JPMorgan upgrades Oracle to overweight from neutral
JPMorgan says investors should buy the dip following earnings on Tuesday.
“This is based upon 1) The material selloff in ORCL shares, down 55% since mid-Sept which de-risks valuation; 2) The corresponding shift in investor expectations from blind faith to widespread pessimism in attainability of FY30 targets, OpenAI ramp, and debt raising capability, which sets a lower expectations bar...”
Evercore ISI reiterates Netflix as outperform
Evercore says its survey checks show the company has “strengthening satisfaction & pricing power.”
Bank of America reinstates Qualcomm as underperform
The firm resumed coverage of Qualcomm and downgraded the stock to underperform from neutral saying it sees “lukewarm growth.”
“We reinstate coverage of Qualcomm with an Underperform rating and a $145 PO due to lukewarm +2%/+1% sales/EPS CY25-28E CAGR vs. semis at +17%.”
Bank of America reiterates Nvidia as buy
Bank of America said it’s very bullish heading into the tech giant’s big conference.
“Reiterate Buy on NVDA ahead of its flagship GTC conference (keynote Mar-16).”
Wolfe reiterates Amazon as outperform
Wolfe raised its price target to $255 per share from $250.
“We see Amazon benefiting from accelerating AWS growth and robust Retail growth with margin expansion at the company level.”
TD Cowen downgrades Novo Nordisk to hold from buy
TD Cowen said the biopharma company no longer has the chops to “answer the call.”

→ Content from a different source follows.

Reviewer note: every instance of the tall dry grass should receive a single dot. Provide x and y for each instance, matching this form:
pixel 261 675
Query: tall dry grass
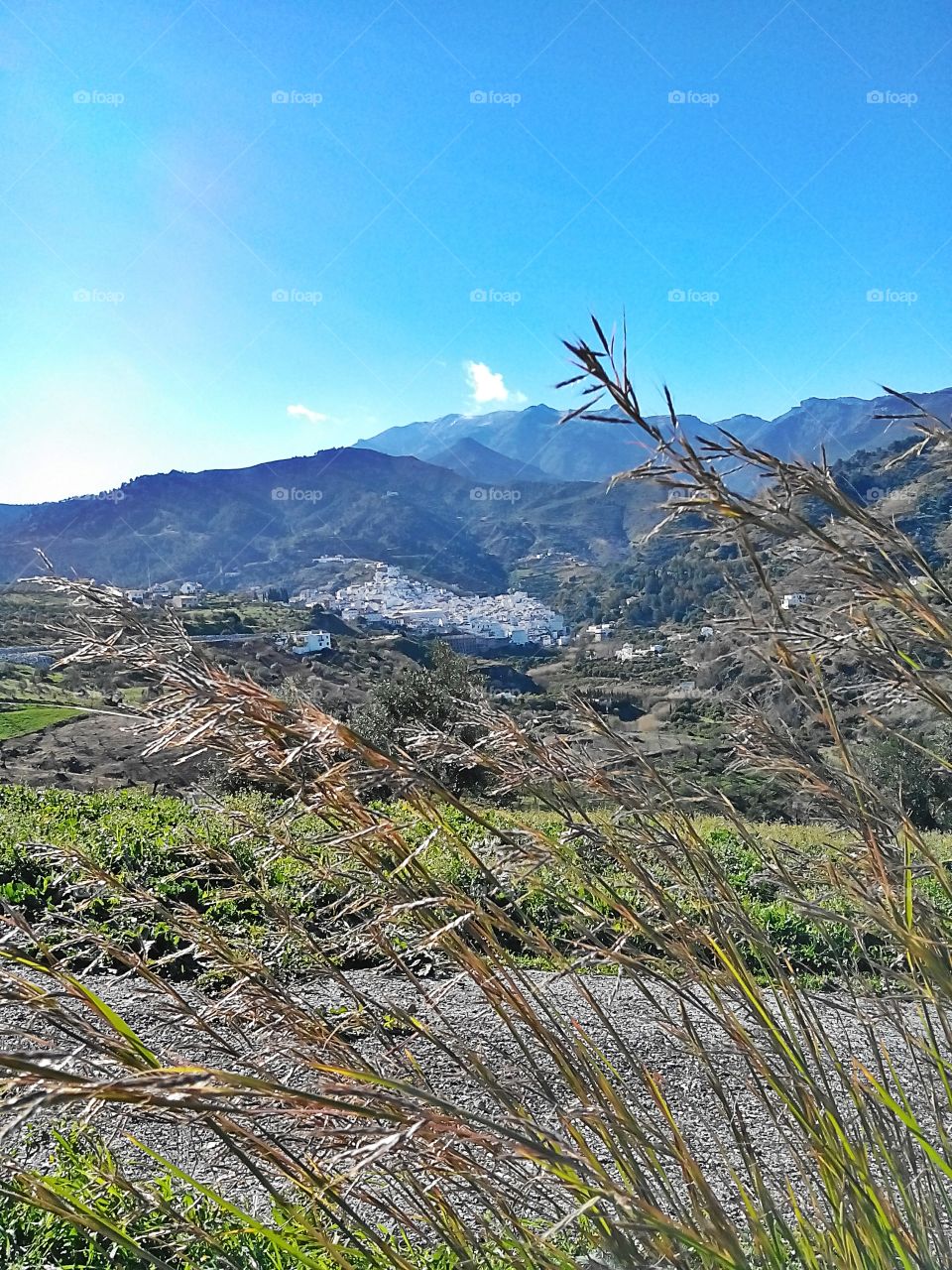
pixel 669 1091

“NVO is an innovative company that can be fairly credited with unlocking the obesity market’s potential. But the business faces enormous challenges – first from branded competition, then from semaglutide LOE – and it is no longer clear the pipeline can answer the call.”
Morgan Stanley reiterates Microsoft as overweight
Morgan Stanley said the company’s array of Office products shows its ready for Agentic AI.
“Microsoft announced its first ‘Frontier Suite’ of enterprise AI offerings, which bundles Microsoft 365 E5 with M365 Copilot and the new Agent 365 (control plane for agents), with general availability expected on May 1, 2026 and priced at $99/user/ month.”